Beyond aping Blair, the Conservatives are bound to derive immeasurable benefit in their campaign to unseat Labour from the ongoing internecine battles between Blair and Deputy PM Gordon Brown (the very impatient Prime Minister-in-waiting) that have beset the Party for years. Because it is an open secret in Britain that, despite Blair’s re-election to an historic 3rd term just months ago, Brown is already conspiring and conniving to push him out of No. 10.

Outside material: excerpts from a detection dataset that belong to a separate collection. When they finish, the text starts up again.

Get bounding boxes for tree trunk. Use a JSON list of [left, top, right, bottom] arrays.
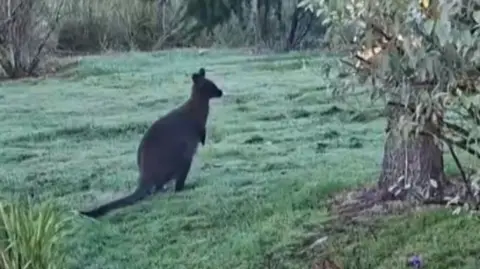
[[378, 103, 445, 200]]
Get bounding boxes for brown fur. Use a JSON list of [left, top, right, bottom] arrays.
[[80, 68, 223, 218]]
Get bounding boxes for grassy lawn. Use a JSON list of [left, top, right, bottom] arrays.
[[0, 48, 480, 269]]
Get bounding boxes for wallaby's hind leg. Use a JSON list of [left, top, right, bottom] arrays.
[[175, 159, 192, 192]]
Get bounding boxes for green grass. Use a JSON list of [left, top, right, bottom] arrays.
[[0, 50, 480, 269]]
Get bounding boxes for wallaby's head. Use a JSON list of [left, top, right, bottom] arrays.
[[192, 68, 223, 100]]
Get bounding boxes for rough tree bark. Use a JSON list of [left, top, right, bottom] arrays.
[[378, 102, 446, 200]]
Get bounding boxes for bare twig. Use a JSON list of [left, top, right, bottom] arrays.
[[27, 0, 65, 75]]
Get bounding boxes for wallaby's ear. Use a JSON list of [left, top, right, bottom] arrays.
[[198, 67, 205, 77], [192, 73, 200, 83]]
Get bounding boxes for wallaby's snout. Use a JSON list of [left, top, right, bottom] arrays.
[[214, 89, 223, 98]]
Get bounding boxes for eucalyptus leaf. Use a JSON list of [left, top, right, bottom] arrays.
[[423, 19, 435, 35], [472, 10, 480, 24]]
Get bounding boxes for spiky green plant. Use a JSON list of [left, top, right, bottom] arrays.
[[0, 203, 69, 269]]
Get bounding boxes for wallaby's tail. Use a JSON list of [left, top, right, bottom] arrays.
[[80, 186, 149, 218]]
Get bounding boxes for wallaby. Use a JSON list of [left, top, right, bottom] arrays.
[[80, 68, 223, 218]]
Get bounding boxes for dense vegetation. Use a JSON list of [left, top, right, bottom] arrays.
[[0, 0, 480, 269]]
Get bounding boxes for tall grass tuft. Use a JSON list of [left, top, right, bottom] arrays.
[[0, 203, 69, 269]]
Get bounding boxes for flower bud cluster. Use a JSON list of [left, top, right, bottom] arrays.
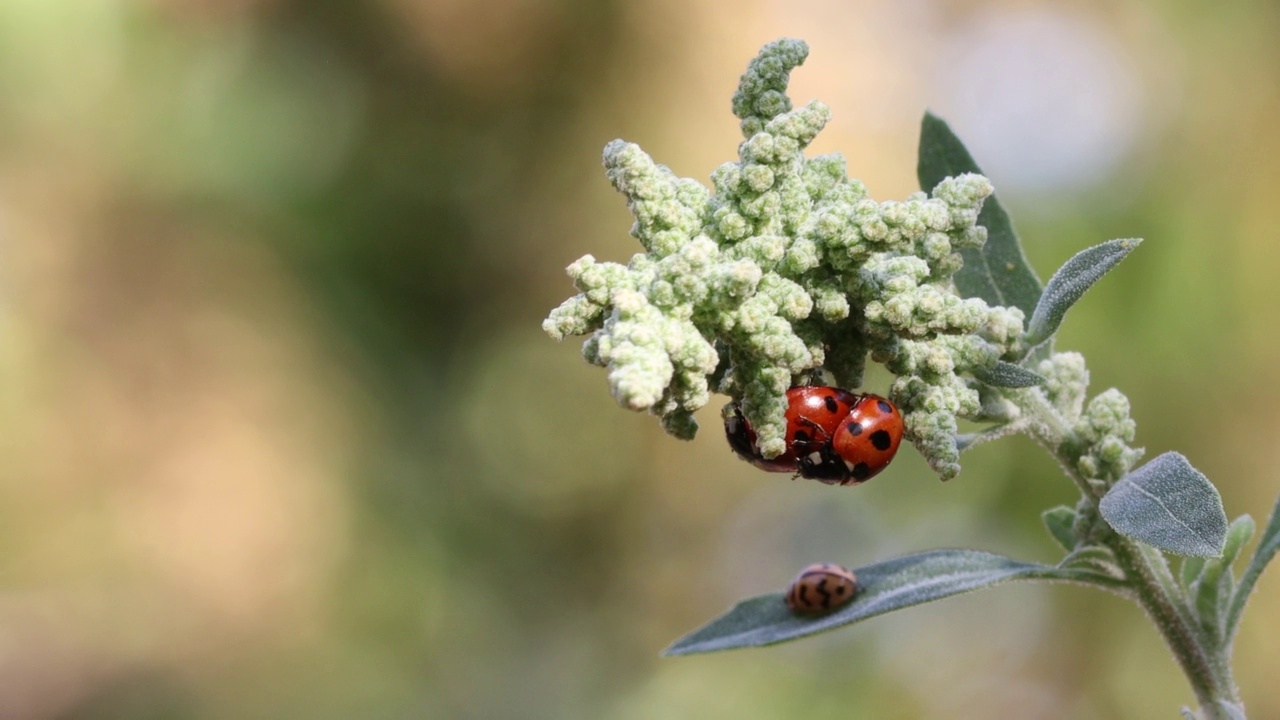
[[543, 40, 1023, 478]]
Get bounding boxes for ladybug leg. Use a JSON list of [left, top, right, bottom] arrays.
[[791, 418, 831, 455], [799, 443, 849, 486]]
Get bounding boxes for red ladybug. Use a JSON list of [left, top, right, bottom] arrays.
[[799, 395, 904, 486], [724, 386, 860, 474], [783, 562, 858, 615]]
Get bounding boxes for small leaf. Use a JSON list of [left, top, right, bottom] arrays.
[[915, 113, 1042, 318], [1098, 452, 1226, 557], [1216, 700, 1248, 720], [663, 550, 1093, 655], [1027, 240, 1142, 346], [1057, 544, 1125, 579], [1178, 557, 1204, 592], [1224, 498, 1280, 642], [1041, 505, 1080, 552], [973, 360, 1046, 387]]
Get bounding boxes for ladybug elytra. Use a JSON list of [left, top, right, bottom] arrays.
[[724, 386, 905, 486], [786, 562, 858, 615]]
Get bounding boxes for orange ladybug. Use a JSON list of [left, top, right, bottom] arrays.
[[786, 562, 858, 615], [724, 386, 863, 474], [797, 395, 905, 486]]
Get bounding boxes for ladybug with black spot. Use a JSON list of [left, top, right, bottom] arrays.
[[799, 395, 905, 486], [724, 386, 905, 486], [724, 386, 859, 473], [786, 562, 858, 615]]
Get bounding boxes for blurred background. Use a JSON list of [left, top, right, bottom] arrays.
[[0, 0, 1280, 720]]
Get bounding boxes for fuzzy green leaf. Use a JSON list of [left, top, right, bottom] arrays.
[[1041, 505, 1079, 552], [973, 360, 1046, 387], [1178, 557, 1206, 593], [1224, 498, 1280, 642], [915, 113, 1043, 318], [1027, 240, 1142, 346], [663, 550, 1093, 655], [1098, 452, 1226, 557]]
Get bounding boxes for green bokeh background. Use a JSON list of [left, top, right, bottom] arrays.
[[0, 0, 1280, 720]]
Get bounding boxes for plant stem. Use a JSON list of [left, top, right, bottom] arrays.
[[1019, 391, 1240, 720]]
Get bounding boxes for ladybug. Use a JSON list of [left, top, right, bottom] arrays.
[[799, 395, 905, 486], [786, 562, 858, 615], [724, 386, 859, 473]]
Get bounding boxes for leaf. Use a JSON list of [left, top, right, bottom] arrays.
[[1178, 557, 1204, 592], [1098, 452, 1226, 557], [663, 550, 1093, 655], [973, 360, 1047, 387], [1027, 240, 1142, 346], [915, 113, 1042, 318], [1222, 498, 1280, 642], [1041, 505, 1079, 552], [1187, 515, 1254, 641], [1057, 544, 1125, 579]]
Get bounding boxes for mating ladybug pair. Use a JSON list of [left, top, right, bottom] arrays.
[[724, 386, 902, 486]]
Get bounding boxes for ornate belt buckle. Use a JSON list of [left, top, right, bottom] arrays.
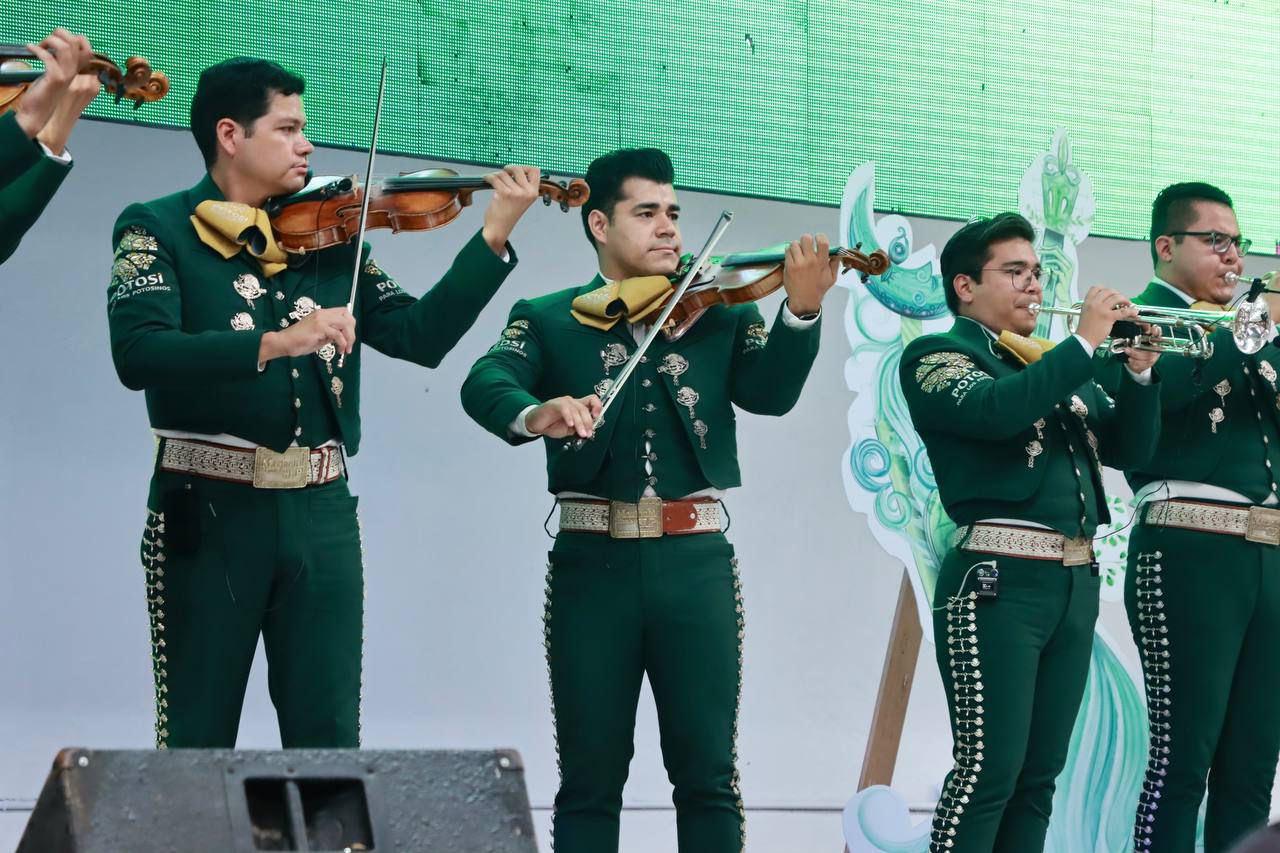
[[609, 497, 662, 539], [1244, 506, 1280, 544], [253, 447, 311, 489], [1062, 537, 1093, 566]]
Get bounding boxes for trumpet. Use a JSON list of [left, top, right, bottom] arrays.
[[1222, 270, 1280, 300], [1027, 300, 1271, 359]]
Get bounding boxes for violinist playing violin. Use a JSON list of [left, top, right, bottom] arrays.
[[899, 213, 1160, 853], [462, 149, 837, 853], [0, 28, 101, 264], [108, 59, 540, 748]]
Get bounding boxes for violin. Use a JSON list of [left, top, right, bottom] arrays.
[[663, 243, 888, 341], [0, 45, 169, 115], [265, 169, 591, 252]]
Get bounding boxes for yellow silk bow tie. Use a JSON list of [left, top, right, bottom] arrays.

Allegedly, it was (and perhaps remains) the nature of their arrogant ambition that Blair and Brown struck a deal in the early 1990s in which Blair promised to serve only 2 terms as prime minister, and then resign so that Brown could assume leadership of the Labour Party and, in due course, the premiership. But, evidently, Blair became so intoxicated with the power of his position that he reneged on the deal and decided to run for that historic 3rd term; and, thereby, turned his most trusted (and capable) political ally into an almost mortal enemy.

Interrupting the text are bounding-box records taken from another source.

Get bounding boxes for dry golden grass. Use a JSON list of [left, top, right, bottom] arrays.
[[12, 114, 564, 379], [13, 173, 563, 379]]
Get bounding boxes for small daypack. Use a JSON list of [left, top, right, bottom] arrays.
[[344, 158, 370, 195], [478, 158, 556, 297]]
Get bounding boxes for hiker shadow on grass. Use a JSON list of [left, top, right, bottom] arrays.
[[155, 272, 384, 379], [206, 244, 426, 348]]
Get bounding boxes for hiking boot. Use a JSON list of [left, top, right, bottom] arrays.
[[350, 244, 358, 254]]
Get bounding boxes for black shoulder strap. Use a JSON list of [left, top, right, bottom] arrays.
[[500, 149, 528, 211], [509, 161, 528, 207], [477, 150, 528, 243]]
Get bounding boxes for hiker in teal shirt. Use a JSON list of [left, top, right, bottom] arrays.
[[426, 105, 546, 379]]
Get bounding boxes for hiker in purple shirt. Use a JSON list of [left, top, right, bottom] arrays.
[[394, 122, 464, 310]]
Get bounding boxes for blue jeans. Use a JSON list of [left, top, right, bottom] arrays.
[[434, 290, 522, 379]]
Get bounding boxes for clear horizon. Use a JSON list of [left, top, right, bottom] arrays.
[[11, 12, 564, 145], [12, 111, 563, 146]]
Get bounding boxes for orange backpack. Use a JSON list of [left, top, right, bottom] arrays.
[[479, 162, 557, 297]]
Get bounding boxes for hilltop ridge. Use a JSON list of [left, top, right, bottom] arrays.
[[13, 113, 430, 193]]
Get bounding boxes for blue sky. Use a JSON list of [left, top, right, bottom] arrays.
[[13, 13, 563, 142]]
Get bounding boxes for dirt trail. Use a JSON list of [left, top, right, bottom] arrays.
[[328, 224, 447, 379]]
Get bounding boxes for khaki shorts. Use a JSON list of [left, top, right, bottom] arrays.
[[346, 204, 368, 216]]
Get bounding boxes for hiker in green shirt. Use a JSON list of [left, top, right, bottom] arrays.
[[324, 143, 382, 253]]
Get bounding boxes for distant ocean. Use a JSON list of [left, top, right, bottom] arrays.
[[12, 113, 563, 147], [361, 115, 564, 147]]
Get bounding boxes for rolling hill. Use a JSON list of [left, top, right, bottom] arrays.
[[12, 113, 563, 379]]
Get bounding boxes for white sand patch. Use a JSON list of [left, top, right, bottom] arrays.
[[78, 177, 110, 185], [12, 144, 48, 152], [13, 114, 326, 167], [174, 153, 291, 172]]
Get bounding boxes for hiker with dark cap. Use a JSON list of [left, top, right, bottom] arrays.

In fact, given the undermining tactics these two perpetrated against each other in the run-up to this year’s elections, it’s a wonder they won. But, just as internecine squabbles doomed Al Gore’s ambition to succeed the inimitable Bill Clinton as U.S. president in 2000, it seems fated that similar squabbles will doom Brown’s ambition to succeed Tony Blair as British prime minister.

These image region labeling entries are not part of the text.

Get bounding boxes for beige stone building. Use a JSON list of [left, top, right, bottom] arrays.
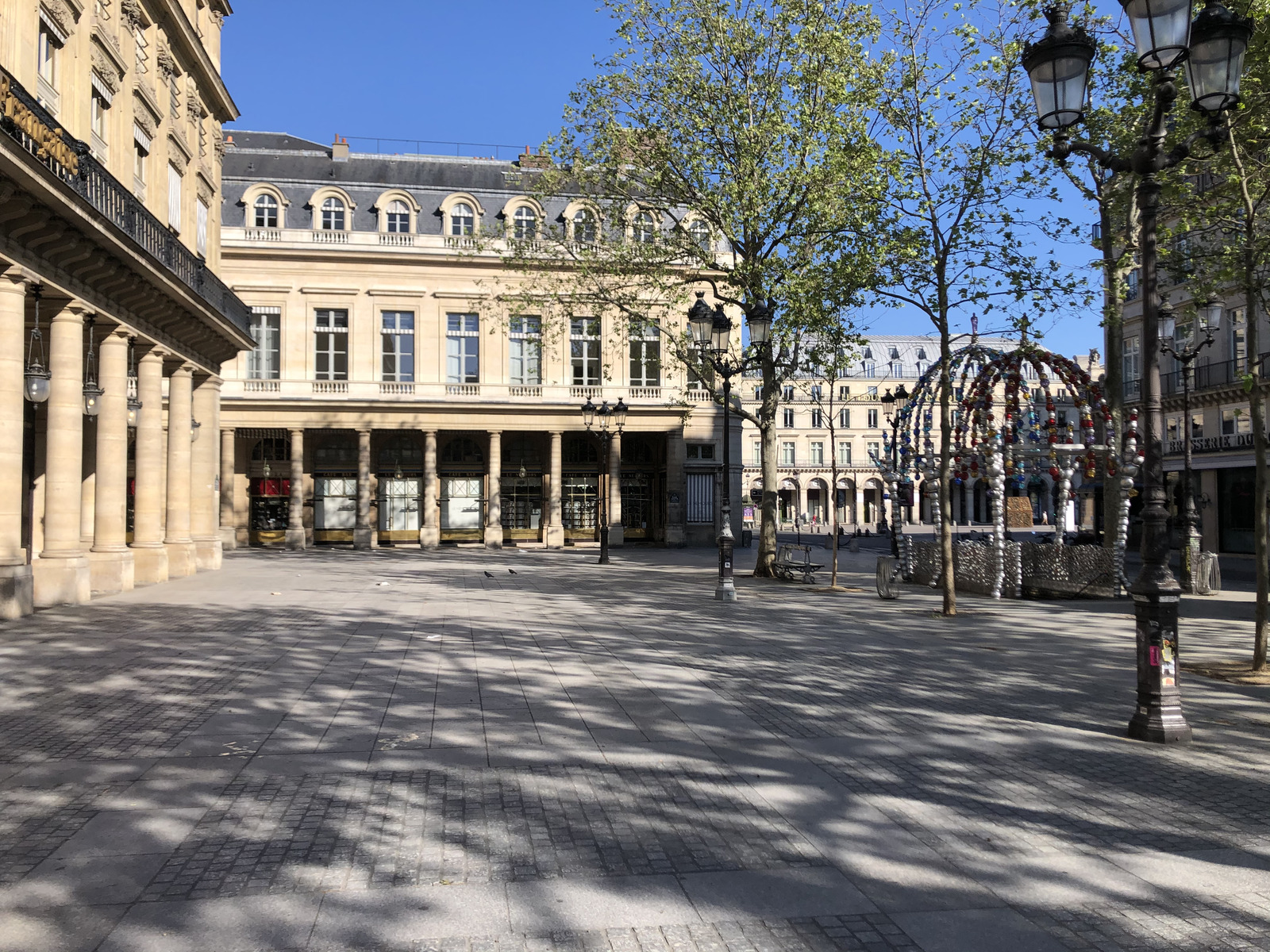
[[0, 0, 252, 618], [220, 131, 741, 548]]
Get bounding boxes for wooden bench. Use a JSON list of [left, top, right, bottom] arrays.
[[772, 546, 824, 585]]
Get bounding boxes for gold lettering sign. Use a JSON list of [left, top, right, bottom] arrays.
[[0, 74, 79, 175]]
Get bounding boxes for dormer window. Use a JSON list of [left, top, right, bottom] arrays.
[[512, 205, 538, 241], [383, 198, 410, 235], [321, 197, 347, 231], [449, 202, 476, 237], [252, 195, 278, 228]]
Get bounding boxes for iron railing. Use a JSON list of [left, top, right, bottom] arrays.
[[0, 71, 250, 332]]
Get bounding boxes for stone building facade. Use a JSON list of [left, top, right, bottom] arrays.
[[0, 0, 252, 618]]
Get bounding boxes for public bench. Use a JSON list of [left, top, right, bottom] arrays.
[[772, 544, 824, 585]]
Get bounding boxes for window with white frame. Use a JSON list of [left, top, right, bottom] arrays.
[[446, 313, 480, 383], [252, 193, 278, 228], [246, 307, 282, 379], [314, 307, 348, 379], [512, 205, 538, 241], [321, 195, 348, 231], [569, 317, 599, 387], [379, 311, 414, 383], [630, 322, 662, 387], [508, 315, 542, 387], [383, 198, 410, 235], [194, 198, 211, 258], [449, 202, 476, 237], [167, 163, 183, 231]]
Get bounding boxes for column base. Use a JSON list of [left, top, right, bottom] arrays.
[[32, 556, 93, 608], [87, 548, 136, 595], [163, 539, 198, 579], [221, 525, 237, 552], [194, 537, 222, 573], [0, 565, 36, 620], [132, 543, 167, 585]]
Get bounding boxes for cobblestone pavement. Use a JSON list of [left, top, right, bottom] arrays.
[[0, 548, 1270, 952]]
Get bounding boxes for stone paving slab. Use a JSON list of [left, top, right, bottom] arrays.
[[0, 548, 1270, 952]]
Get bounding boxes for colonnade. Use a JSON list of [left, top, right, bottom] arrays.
[[0, 271, 221, 618]]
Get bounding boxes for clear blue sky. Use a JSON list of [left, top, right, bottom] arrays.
[[222, 0, 1103, 355]]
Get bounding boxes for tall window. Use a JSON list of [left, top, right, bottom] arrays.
[[631, 324, 662, 387], [631, 212, 656, 245], [512, 205, 538, 241], [446, 313, 480, 383], [379, 311, 414, 383], [246, 307, 282, 379], [569, 317, 599, 387], [573, 208, 597, 245], [167, 163, 182, 231], [194, 198, 210, 258], [449, 202, 476, 237], [252, 195, 278, 228], [1124, 338, 1141, 382], [508, 316, 542, 387], [314, 309, 348, 379], [321, 197, 344, 231], [383, 198, 410, 235]]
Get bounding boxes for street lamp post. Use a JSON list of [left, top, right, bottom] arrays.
[[688, 290, 772, 601], [582, 397, 626, 565], [1160, 301, 1222, 593], [1022, 0, 1253, 744]]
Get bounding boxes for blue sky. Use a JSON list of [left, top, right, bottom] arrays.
[[222, 0, 1103, 355]]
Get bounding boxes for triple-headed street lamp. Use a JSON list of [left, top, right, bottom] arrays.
[[688, 290, 772, 601], [1022, 0, 1253, 744], [1160, 301, 1222, 593], [582, 397, 626, 565]]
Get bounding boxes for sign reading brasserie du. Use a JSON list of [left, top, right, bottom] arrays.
[[0, 71, 79, 175]]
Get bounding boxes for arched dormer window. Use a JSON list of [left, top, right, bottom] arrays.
[[321, 195, 348, 231], [512, 205, 538, 241], [449, 202, 476, 237], [252, 193, 278, 228], [631, 212, 656, 245], [573, 208, 598, 245], [383, 198, 410, 235]]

Note: It behooves Brown to appreciate that Gore would have been elected president in 2000 if he’d won a majority of votes in Clinton’s home state of Arkansas. But he was so filled with hatred towards Clinton – at the end of Clinton’s 2nd term – that Gore allowed personal emotion to spite his political ambition when he rebuffed Clinton’s offer to rally support for him in that state.
Stay tuned…
News and Politics
Anonymous says
i could not resist another side note on al gore. if the former senator had simply won his own state (even michael dukakis managed this task), then he would have been no. 41…..
Anonymous says
the other side of this coin between clinton-gore and blair-brown is that blair might secretly wish to see brown fail out of spite. I wonder if clinton hasn’t gloated over gore’s failure especially since even his wife hillary will probably benefit from his political genius to become president.
anthony mayer says
Correction: This will still be the prime minister of BRITAIN, OR THE UK, not ‘England’. For those prejudiced yanks (myself being an independently minded Frenchie), England is only a region country and it never was a country by itself. As for the democratic principle of self-determination, less than 20 percent of Scottish people want to secede from the UK, and far less in Wales or other parts of the British Isles. The proportion of Sicilians, or Lombardy Italians, or Basque country ‘Spaniards” who would like to split from the rest of the nation ranks quite higher than that. Yet, Americans still relate to these places as 100% Spanish or Italians (ditto for Corsica or Brittany, Alsasce in France).